To install the tidyverse development version:

devtools::install_github("tidyverse/ggplot2")

3.6 Installing Packages from Archive

In some cases, you may need to install an older version of a package, either due to compatibility issues or specific project requirements. These versions are available in the CRAN package archive.

3.6.1 Accessing the Archive

CRAN maintains a package archive where you can find older versions of packages. The archive is accessible at:
https://cran.r-project.org/src/contrib/Archive/

Each package’s subdirectory contains previous versions in .tar.gz format.

3.6.2 Installing from the Archive

3.6.2.1 Step 1: Download the Package Source

  1. Visit the package’s archive page on CRAN.
  2. Download the desired version as a .tar.gz file.

3.6.2.2 Step 2: Install the Downloaded Package

Use the install.packages() function to install the package locally from the downloaded file.

3.6.2.2.1 Syntax:
install.packages("path/to/package.tar.gz", repos = NULL, type = "source")
3.6.2.2.2 Example:

If the file dplyr_1.0.5.tar.gz is saved in your Downloads folder:

install.packages("~/Downloads/dplyr_1.0.5.tar.gz", repos = NULL, type = "source")

3.6.2.3 Specifying a Version (Alternative Method)

With the devtools package, you can directly install a specific version of a package from the CRAN archive:

devtools::install_version("dplyr", version = "1.0.5", repos = "http://cran.us.r-project.org")

3.7 Managing Installed Packages

Once installed, you may need to update or remove packages.

3.7.1 Loading Installed Packages

Use library() to load a package into the current session:

library(ggplot2)

3.7.2 Checking Installed Packages

List all installed packages:

installed.packages()

3.7.3 Updating Packages

Update all packages:

update.packages()

Update a specific package:

install.packages("package_name")

3.7.4 Removing Packages

Remove an installed package:

remove.packages("package_name")

3.8 Troubleshooting Installation Issues

Package installation can sometimes fail.
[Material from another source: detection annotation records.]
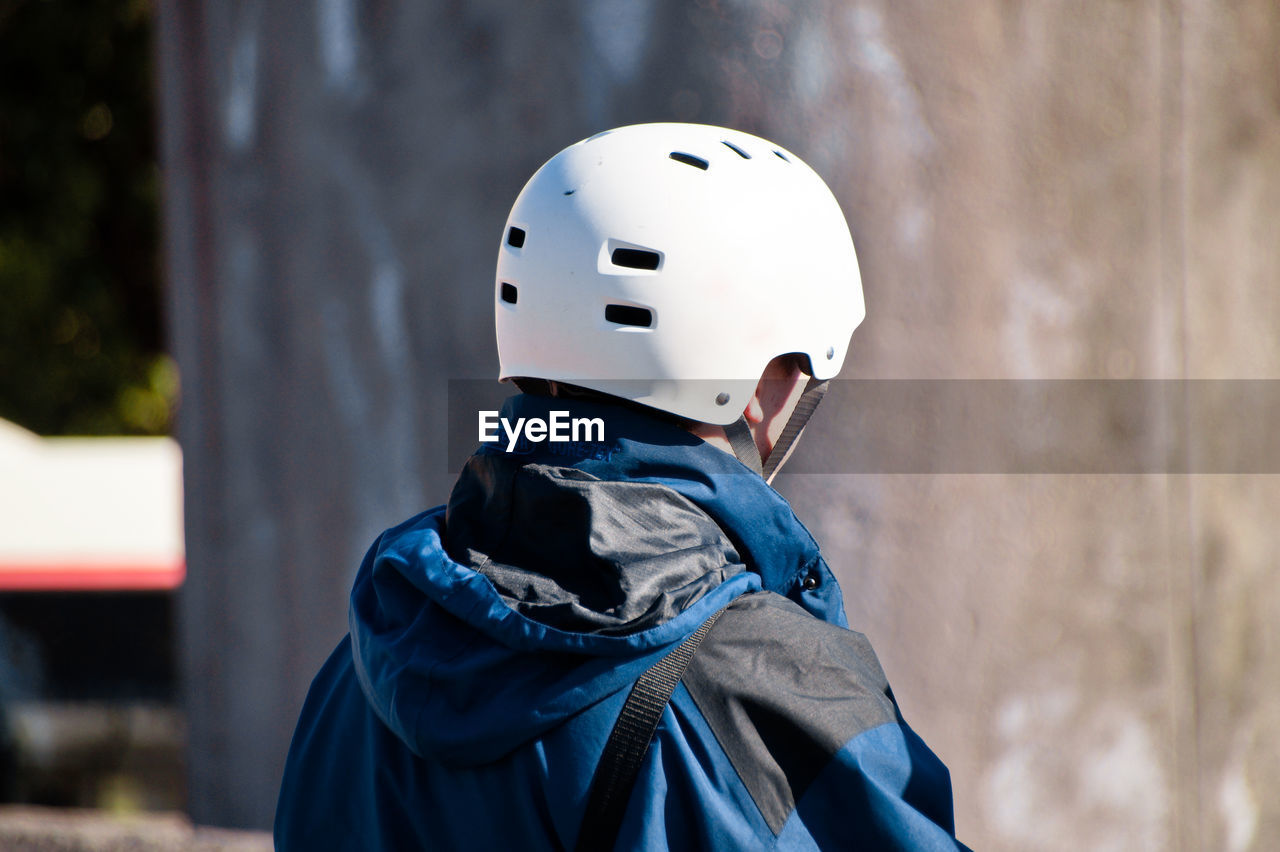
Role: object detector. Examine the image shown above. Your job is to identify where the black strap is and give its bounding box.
[576,609,724,852]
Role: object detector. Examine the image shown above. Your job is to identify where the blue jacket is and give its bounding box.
[275,395,963,852]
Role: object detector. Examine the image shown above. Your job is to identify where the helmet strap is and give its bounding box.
[724,414,764,476]
[760,377,831,484]
[724,379,831,482]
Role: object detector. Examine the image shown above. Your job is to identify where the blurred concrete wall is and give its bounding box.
[160,0,1280,849]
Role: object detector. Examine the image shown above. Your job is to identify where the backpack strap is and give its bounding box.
[575,606,728,852]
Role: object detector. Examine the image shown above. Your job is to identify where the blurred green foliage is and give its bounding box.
[0,0,178,435]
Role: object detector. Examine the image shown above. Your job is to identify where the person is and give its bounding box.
[275,124,964,851]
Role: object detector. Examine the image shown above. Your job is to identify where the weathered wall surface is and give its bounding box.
[154,0,1280,849]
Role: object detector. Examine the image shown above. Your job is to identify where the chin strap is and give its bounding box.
[724,379,829,482]
[724,414,764,476]
[763,377,831,482]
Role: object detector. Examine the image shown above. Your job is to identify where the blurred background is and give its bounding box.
[0,0,1280,851]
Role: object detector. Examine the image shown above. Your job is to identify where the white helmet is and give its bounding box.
[494,124,865,425]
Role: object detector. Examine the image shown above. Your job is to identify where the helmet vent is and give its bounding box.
[609,248,662,270]
[604,304,653,329]
[671,151,710,171]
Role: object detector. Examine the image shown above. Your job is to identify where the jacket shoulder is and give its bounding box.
[684,592,900,833]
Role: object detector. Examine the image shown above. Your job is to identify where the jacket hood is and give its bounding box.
[349,394,844,765]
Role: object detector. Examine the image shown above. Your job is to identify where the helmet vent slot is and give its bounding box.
[609,248,662,270]
[671,151,710,171]
[604,304,653,329]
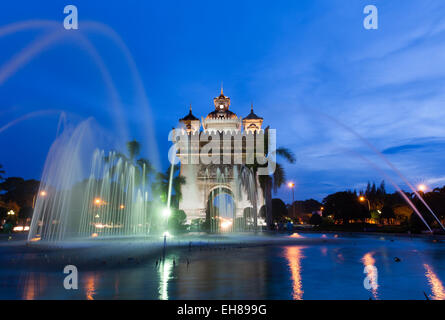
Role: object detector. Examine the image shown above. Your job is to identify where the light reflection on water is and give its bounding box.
[0,235,445,300]
[85,272,96,300]
[423,263,445,300]
[285,247,304,300]
[362,252,379,299]
[159,259,173,300]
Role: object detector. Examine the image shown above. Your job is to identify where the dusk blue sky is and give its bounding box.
[0,0,445,201]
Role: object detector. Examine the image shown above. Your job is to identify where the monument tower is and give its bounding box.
[175,88,264,232]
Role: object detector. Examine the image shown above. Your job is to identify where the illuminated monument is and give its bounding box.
[175,89,264,232]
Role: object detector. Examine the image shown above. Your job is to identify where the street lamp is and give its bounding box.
[287,181,295,218]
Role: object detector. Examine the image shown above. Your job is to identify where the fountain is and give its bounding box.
[28,119,151,242]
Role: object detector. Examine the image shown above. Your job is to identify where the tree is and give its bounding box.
[168,209,187,233]
[153,166,186,207]
[380,205,396,223]
[323,191,370,224]
[104,140,155,185]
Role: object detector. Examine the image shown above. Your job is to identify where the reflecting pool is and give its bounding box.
[0,234,445,300]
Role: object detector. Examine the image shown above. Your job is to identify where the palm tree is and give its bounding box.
[243,127,296,226]
[104,140,155,185]
[154,166,185,205]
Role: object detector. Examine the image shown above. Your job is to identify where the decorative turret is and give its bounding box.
[243,103,263,133]
[179,104,201,133]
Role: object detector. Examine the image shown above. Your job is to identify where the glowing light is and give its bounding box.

Here are common issues and solutions:

3.8.1 Missing Dependencies

Packages often rely on other packages, called dependencies. Ensure they are installed by letting R handle them automatically.

3.8.2 Internet Connectivity Issues

Ensure your internet connection is stable. For corporate environments, check firewall settings.

3.8.3 Outdated R Version

Update R to the latest version if a package requires newer features.

3.8.4 Compatibility with Operating System

Check the package’s documentation for OS-specific instructions.

3.9 Summary

Package installation in R is a vital skill that enables you to leverage the full power of the R ecosystem. By understanding repositories, installation methods, and troubleshooting techniques, you can streamline your workflow and focus on analysis and development.

In the next chapter, we will explore how to create your own R package, empowering you to contribute to the R community.